The literature search was performed using the PubMed database in combination with the following search terms: Cryptosporidium, zoonosis, humans, animals, transmission, epidemiology, treatment, drug, nitazoxanide, vaccine. We searched PubMed original article, case reports, bulletins of CDC and ECDC, and reviews, accessing the literature published prior to 31 December 2021. Moreover, we reported on the cryptosporidiosis in humans and animals by preferring the literature focused on emerging epidemiological and drug treatment data.

9. Conclusions

Cryptosporidiosis remains a global health emergency, especially for children and severely immunocompromised patients.

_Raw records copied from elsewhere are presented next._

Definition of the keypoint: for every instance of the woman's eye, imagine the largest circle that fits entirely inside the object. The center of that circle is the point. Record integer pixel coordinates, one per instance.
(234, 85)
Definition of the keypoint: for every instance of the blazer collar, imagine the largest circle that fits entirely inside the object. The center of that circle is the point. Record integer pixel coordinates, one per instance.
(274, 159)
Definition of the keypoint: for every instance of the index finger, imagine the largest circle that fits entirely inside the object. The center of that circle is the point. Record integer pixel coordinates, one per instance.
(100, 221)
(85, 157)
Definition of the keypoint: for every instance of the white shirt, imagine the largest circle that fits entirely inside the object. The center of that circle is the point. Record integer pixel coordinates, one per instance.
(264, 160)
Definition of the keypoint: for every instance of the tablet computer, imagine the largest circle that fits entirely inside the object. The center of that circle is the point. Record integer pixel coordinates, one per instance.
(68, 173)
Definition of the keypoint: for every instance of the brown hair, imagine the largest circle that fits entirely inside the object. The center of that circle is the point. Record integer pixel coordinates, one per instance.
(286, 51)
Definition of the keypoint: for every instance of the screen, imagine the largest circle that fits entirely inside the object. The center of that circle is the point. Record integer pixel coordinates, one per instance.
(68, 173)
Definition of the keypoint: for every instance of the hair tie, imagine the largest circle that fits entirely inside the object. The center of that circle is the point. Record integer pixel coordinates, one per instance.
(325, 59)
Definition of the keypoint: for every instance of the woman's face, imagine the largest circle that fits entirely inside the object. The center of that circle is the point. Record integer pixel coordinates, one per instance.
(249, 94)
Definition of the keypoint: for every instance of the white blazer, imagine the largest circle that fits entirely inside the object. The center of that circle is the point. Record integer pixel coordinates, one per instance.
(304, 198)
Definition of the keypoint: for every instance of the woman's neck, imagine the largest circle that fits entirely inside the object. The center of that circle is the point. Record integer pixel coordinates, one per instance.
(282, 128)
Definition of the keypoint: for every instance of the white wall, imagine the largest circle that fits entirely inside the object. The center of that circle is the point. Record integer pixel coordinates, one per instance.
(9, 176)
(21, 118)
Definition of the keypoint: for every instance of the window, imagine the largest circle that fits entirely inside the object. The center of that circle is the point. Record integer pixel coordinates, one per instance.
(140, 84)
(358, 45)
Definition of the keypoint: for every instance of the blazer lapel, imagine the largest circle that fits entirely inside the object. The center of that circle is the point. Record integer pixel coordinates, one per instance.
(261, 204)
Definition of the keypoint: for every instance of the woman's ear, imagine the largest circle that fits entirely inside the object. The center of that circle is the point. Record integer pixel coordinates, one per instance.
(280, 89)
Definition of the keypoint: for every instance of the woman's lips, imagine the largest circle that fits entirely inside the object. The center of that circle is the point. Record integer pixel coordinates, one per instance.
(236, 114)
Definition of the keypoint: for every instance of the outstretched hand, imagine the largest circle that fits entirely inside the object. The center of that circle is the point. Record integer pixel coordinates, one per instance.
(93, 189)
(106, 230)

Currently, the lack of a government system for recording disease incidence and gold standard identification methods leads to an underestimation of the incidence of cryptosporidiosis. Cryptosporidium spp. Is the pathogen most frequently associated with food- and water-borne outbreaks and enteric infections [117]. To better control the spread of this pathogen, an educational prevention program on this parasitosis should be implemented, focusing on hygienic behavior recommendations for individuals. In fact, adopting some simple hygienic procedures, both at home and personally, such as cleaning contaminated surfaces with appropriate disinfectants, boiling tap water, or washing hands, can reduce the risk of spreading the infection. It is also important to apply efficient wastewater treatment processes that can prevent the environmental transmission of Cryptosporidium.

Although cryptosporidiosis is a worldwide cause of diarrheal diseases, no antiprotozoal agent or vaccine exists for its effective treatment or prevention. Pharmacological therapies fail to reduce the spread of oocysts to obtain clinical benefits. Considering the limited treatment options, there is therefore a need to develop a safe and effective therapy against cryptosporidiosis to improve the lives of children with acute illness and immunodeficient individuals [118]. In this regard, new disease study models based on organoid platforms have been suggested, which allow to study, in vitro, host–parasite interactions to identify new therapeutic targets.

Thus, the effectiveness of local and national surveillance and progress in drug development remain of paramount importance to contain the epidemiology of this important but often underestimated pathogen.